Noe 29 – Gott und der Tellerrand
Etwas fahrig
begründete ihm der Besucher, weshalb er Gott verstiess und Religion für sinnlos
hielt. Noe hatte damit keine Mühe, im Gegensatz zu seinem fiebernden Gast. Für eine
Erwiderung brauchte Noe Zeit. Er bat den Aufgewühlten, innezuhalten, um vor dem
Haus gemeinsam den Geräuschen der Nacht zu lauschen. Sie hörten das Wispern der
Bäume im warmen Wind, aufgeschreckte Vögel hier, knackende Äste dort und
summende Insekten. Behutsam brach Noe das Schweigen: Um Gott zu suchen, hob er
an, müsse keiner an ihn glauben. Gott sei eine Frage, nicht beweisbar mit Antworten,
die ihn nur klein und absehbar machten.

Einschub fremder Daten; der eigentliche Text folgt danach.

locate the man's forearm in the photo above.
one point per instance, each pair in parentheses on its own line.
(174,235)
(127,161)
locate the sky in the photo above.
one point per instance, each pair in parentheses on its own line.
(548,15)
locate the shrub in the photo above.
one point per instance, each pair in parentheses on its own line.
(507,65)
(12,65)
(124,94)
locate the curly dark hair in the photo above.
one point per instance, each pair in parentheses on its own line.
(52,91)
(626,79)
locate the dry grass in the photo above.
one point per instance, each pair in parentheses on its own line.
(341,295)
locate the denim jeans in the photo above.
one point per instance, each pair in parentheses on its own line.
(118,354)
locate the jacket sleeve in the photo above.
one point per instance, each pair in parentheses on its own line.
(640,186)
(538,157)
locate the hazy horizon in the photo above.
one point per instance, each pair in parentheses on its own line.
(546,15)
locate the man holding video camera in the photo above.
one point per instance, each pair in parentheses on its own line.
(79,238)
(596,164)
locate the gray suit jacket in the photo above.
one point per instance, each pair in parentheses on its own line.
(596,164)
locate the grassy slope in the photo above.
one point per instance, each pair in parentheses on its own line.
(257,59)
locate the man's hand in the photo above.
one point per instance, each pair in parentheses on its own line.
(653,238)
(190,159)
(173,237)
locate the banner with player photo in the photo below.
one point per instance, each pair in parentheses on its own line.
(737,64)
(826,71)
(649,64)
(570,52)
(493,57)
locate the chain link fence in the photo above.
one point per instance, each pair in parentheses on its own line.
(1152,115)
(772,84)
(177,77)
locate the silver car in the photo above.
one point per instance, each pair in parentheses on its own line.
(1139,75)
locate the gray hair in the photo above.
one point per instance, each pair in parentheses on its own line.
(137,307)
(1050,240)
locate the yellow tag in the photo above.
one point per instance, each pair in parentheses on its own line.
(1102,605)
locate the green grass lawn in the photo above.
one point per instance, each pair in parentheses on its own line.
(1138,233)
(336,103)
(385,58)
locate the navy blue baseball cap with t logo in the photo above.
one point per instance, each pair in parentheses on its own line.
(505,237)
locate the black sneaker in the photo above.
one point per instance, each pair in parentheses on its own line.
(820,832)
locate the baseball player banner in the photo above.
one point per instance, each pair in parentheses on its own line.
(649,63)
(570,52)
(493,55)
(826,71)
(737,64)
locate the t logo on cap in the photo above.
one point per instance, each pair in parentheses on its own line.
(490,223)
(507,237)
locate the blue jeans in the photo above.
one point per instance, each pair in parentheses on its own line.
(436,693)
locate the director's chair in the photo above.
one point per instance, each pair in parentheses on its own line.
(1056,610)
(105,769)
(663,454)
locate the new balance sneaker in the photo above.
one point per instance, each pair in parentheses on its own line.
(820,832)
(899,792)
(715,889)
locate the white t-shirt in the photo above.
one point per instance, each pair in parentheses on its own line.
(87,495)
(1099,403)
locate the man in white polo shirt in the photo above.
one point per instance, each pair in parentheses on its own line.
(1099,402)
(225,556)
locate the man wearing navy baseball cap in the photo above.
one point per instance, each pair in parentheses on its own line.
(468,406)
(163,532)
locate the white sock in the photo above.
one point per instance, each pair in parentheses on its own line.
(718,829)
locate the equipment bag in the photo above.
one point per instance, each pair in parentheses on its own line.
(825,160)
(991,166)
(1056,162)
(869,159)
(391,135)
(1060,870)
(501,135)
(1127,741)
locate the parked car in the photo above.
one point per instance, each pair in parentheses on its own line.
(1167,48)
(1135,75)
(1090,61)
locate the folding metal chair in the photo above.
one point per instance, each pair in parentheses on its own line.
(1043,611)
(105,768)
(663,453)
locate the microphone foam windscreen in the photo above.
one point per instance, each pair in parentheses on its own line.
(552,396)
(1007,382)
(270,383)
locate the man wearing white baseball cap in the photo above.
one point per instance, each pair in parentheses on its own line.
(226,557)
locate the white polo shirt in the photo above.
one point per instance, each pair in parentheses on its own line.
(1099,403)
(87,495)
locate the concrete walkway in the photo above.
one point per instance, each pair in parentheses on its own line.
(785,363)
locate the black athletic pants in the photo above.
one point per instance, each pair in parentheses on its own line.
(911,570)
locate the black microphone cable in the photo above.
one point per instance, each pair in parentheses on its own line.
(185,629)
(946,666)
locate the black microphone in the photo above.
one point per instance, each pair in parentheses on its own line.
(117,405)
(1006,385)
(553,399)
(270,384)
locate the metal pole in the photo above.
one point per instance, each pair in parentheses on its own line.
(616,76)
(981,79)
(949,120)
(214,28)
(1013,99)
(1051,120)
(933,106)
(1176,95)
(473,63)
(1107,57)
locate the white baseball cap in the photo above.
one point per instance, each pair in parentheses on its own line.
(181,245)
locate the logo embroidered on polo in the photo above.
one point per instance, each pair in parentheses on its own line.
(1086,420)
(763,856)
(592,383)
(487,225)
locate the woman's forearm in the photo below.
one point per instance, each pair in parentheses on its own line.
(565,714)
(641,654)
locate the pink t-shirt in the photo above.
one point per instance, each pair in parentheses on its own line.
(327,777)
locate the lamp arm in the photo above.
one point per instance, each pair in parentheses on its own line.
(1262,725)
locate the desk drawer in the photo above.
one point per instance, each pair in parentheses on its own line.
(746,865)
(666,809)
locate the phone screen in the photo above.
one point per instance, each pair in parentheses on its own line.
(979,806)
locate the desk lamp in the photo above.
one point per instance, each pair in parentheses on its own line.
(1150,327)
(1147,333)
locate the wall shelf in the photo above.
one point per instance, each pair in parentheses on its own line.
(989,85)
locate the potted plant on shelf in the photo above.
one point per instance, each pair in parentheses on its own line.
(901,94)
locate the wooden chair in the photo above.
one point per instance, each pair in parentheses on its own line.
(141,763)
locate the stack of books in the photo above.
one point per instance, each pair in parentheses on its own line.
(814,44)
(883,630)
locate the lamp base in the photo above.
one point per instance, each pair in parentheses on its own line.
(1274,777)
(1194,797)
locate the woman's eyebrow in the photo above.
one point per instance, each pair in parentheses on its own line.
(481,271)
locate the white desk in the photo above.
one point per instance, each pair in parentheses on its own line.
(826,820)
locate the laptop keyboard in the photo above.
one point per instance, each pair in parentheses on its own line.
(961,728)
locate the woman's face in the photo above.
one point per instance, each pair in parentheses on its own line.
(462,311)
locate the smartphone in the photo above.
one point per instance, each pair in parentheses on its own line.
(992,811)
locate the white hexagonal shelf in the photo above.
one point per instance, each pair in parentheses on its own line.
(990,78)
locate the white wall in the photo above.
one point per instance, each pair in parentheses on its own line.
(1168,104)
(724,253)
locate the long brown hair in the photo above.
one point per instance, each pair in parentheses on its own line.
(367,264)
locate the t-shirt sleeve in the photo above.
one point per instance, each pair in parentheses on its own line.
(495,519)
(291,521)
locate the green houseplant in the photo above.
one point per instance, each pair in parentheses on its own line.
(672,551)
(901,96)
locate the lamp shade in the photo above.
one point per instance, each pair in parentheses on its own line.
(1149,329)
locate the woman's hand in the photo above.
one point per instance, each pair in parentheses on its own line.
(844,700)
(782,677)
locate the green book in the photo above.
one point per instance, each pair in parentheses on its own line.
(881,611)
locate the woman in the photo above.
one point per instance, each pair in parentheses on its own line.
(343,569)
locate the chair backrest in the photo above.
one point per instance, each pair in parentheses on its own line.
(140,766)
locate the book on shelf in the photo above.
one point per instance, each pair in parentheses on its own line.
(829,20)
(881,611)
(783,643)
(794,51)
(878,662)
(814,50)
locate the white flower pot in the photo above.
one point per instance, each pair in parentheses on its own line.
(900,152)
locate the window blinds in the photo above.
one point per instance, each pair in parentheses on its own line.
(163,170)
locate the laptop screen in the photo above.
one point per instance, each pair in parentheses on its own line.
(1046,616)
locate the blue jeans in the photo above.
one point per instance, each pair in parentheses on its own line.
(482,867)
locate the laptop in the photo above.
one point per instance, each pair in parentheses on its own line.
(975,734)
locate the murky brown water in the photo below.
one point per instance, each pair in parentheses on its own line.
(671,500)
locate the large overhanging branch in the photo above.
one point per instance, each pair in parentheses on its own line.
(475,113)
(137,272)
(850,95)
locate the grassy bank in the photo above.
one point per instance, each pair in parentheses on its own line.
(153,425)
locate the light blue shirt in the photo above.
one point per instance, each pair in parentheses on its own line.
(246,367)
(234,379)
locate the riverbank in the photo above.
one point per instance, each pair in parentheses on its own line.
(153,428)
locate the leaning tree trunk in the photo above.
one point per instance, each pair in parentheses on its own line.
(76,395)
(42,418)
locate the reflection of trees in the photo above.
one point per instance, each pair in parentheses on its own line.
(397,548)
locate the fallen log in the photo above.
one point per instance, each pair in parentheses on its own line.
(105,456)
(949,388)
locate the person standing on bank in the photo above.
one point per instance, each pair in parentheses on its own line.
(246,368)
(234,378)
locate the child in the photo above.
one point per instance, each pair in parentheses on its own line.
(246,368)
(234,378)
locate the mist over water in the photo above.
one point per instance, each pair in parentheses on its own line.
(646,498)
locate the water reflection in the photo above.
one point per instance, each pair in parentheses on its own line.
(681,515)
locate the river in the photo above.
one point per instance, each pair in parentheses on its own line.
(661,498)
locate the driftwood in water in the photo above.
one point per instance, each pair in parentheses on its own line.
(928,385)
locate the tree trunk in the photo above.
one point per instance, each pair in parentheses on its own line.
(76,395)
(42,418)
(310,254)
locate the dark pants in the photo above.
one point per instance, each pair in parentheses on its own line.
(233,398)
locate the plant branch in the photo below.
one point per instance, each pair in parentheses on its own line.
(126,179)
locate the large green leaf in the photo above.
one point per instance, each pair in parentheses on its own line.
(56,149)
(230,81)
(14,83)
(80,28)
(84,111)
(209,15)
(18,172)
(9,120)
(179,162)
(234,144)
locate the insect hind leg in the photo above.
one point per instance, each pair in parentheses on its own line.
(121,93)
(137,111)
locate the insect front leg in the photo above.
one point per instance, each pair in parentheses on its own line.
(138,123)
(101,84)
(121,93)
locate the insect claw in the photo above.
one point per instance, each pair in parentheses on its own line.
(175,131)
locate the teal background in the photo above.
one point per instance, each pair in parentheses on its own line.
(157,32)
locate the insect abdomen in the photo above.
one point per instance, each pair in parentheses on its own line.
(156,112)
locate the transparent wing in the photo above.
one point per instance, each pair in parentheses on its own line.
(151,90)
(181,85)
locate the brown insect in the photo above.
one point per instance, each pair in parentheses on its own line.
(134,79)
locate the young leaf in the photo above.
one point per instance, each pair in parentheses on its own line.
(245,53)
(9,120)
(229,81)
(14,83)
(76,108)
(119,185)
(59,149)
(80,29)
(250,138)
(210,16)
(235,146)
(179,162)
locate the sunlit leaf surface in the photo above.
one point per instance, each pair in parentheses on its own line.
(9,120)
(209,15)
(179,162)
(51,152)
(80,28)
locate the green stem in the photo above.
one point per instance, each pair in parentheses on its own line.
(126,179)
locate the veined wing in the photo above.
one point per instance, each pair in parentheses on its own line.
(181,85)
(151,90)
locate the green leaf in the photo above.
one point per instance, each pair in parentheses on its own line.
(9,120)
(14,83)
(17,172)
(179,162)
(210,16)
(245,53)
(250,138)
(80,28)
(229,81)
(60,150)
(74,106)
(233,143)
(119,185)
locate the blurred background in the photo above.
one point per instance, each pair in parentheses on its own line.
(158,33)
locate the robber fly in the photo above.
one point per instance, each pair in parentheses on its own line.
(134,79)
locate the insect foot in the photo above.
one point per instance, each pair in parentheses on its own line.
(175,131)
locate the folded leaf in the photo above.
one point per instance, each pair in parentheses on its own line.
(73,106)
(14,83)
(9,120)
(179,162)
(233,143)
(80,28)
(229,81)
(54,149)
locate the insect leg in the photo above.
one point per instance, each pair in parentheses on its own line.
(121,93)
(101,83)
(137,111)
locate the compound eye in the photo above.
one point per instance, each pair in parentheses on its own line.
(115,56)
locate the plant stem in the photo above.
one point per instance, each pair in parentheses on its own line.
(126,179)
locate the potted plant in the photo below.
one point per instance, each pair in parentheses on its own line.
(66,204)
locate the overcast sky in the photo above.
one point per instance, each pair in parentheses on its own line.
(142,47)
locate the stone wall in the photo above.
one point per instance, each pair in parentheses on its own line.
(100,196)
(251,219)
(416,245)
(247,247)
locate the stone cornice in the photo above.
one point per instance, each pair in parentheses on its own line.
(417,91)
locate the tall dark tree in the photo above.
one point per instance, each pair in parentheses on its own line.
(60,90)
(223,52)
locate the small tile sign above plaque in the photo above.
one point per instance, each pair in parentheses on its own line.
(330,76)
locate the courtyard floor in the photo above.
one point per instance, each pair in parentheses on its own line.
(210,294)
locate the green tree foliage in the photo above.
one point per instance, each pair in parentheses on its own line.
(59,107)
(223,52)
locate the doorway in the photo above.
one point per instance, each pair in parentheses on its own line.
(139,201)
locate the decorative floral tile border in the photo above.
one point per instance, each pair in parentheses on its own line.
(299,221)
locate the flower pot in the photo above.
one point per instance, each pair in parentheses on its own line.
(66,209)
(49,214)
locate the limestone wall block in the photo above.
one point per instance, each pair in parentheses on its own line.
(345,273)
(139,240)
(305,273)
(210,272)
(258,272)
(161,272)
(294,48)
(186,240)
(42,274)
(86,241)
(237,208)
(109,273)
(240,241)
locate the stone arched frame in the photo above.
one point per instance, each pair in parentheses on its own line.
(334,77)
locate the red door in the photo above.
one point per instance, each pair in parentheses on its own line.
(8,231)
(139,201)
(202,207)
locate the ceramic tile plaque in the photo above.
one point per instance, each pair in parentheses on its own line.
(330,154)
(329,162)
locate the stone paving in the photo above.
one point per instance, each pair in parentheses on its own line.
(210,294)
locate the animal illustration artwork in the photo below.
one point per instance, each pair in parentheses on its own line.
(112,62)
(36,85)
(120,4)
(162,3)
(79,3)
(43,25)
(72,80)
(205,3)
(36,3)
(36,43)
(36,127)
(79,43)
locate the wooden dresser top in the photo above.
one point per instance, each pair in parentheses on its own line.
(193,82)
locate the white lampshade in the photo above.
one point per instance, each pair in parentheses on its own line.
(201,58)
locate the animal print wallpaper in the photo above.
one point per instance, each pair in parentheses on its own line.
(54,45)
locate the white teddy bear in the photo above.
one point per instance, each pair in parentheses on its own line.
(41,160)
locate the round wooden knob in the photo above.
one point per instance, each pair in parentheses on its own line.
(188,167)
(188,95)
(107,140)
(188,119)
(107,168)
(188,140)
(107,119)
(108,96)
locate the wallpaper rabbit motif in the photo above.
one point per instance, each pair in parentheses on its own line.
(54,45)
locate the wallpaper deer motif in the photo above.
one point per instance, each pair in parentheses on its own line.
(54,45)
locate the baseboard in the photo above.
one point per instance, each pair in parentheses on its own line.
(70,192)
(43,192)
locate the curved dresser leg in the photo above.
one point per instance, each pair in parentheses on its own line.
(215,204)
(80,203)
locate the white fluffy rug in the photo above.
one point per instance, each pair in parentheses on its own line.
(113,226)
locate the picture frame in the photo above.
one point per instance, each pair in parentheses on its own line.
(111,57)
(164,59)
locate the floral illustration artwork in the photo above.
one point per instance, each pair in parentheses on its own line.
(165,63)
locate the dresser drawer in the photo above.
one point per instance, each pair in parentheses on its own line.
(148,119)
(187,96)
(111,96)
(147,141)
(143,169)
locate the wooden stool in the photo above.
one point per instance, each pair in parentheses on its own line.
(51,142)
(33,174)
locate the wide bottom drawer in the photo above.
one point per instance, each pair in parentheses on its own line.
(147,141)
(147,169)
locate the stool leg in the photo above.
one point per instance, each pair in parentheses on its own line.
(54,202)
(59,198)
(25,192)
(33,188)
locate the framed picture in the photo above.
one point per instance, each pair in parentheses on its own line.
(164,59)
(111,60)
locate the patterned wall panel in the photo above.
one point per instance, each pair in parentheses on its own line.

Sie lägen beide so falsch wie richtig, wenn
sie gegenseitig Gott behaupteten oder widerlegten. Dieser könne so mächtig sein,
wie ohnmächtig oder gar nur das Geschöpf der menschlichen Wünsche. Nehmen wir
an, fuhr er fort, die Menschen hätten Gott als eine Art Fluchtpunkt gesetzt, ausserhalb
des Tellerrandes, den sie kaum je überblickten, erfüllte er schon dadurch seinen
Sinn, dass er die Ausdehnung des Denkens in unbekannte Räume ermöglichte. Viele
Gläubige aller Kulturen hätten, mit Blick auf ihr Gottesbild, grundlegende
Gedanken hinterlassen. So teile er, was einst ein anderer schrieb: „Wenn es
Gott nicht gäbe, müsste man ihn erfinden“. Und Noe zitierte den Meister der
Christen, „…mein Reich ist nicht von dieser Welt“, dabei würde er selber
bleiben, bis er wisse, was diese wirklich sei.